Data Visualization With Stata

Author

Andy Grogan-Kaylor

Published

May 16, 2024

1 Introduction

Stata is a powerful and intuitive data analysis program. Learning how to graph in Stata is an important part of learning how to use Stata. Yet, until recently, the default graphs in Stata have been less than optimal. However, recent versions of Stata have a very professional looking and aesthetically appealing default graph scheme.
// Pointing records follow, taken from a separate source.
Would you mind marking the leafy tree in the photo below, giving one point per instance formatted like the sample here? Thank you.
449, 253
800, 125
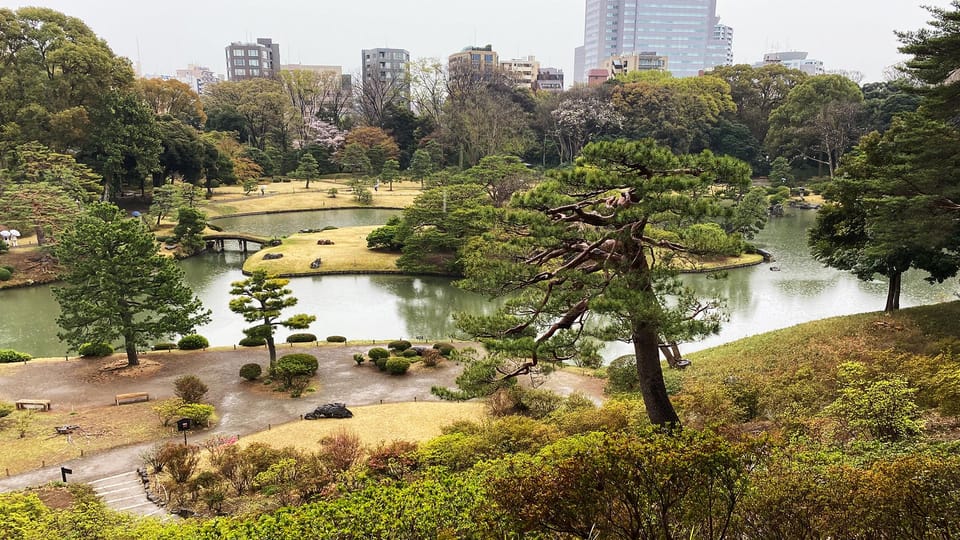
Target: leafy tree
894, 208
118, 286
307, 169
260, 299
602, 239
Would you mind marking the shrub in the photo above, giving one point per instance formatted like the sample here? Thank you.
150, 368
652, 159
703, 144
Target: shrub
399, 345
8, 356
290, 366
444, 348
252, 341
193, 342
95, 350
397, 365
189, 388
377, 353
251, 372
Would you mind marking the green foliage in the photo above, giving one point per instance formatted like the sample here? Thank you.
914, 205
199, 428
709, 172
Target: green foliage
251, 371
301, 338
189, 388
883, 408
8, 356
98, 349
377, 353
397, 365
192, 342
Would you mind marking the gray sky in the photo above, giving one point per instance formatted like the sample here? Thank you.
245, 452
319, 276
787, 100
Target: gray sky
844, 34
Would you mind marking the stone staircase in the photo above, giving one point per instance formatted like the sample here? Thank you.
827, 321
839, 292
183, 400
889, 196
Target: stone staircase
127, 492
This document is an introduction to (a) basic graphing ideas in Stata; and (b) a quick note on the use of schemes to customize your Stata graphs.

2 What are Variables?

  • By variables, I simply mean the columns of data that you have.
  • For our purposes, you may think of variables as synonymous with questionnaire items, or columns of data.
Column 1 Column 2 Column 3
Row 1
Row 2
Row 3

3 Variable Types

  • Categorical variables represent unordered categories like race, ethnicity, neighborhood, religious affiliation, or place of residence.
  • Continuous variables represent a continuous scale like income, a mental health scale, or a measure of life expectancy.

4 A Data Visualization Strategy

Once we have discerned the type of variable that have, there are two followup questions we may ask before deciding upon a graphing strategy:

  • Is our graph about one thing at a time?
    • How much of x is there?
    • What is the distribution of x?
  • Is our graph about two things at a time?
    • What is the relationship of x and y?
    • How are x and y associated?

5 Data Source

Norway Spruce and Larch Forest in Austrian Alps

Image Source: https://ec.europa.eu/jrc/en/research-topic/forestry/qr-tree-project/norway-spruce

The data used in this example are derived from the R package Functions and Datasets for “Forest Analytics with R”.

According to the documentation, the source of these data are: “von Guttenberg’s Norway spruce (Picea abies [L.] Karst) tree measurement data.”

Old Tjikko, a 9,550 Year Old Norway Spruce in Sweden

The documentation goes on to further note that:

“The data are measures from 107 trees. The trees were selected as being of average size from healthy and well stocked stands in the Alps.”


use "https://github.com/agrogan1/Stata/raw/main/data-visualization-with-Stata/gutten.dta", clear

6 Variables

site Growth quality class of the tree’s habitat. 5 levels.

location Distinguishes tree location. 7 levels.

tree An identifier for the tree within location.

age_base The tree age taken at ground level.

height Tree height, m.

dbh_cm Tree diameter, cm.

volume Tree volume.

age_bh Tree age taken at 1.3 m.

tree.ID A factor uniquely identifying the tree.

7 Graphs

7.1 One Continuous Thing At A Time (histogram x)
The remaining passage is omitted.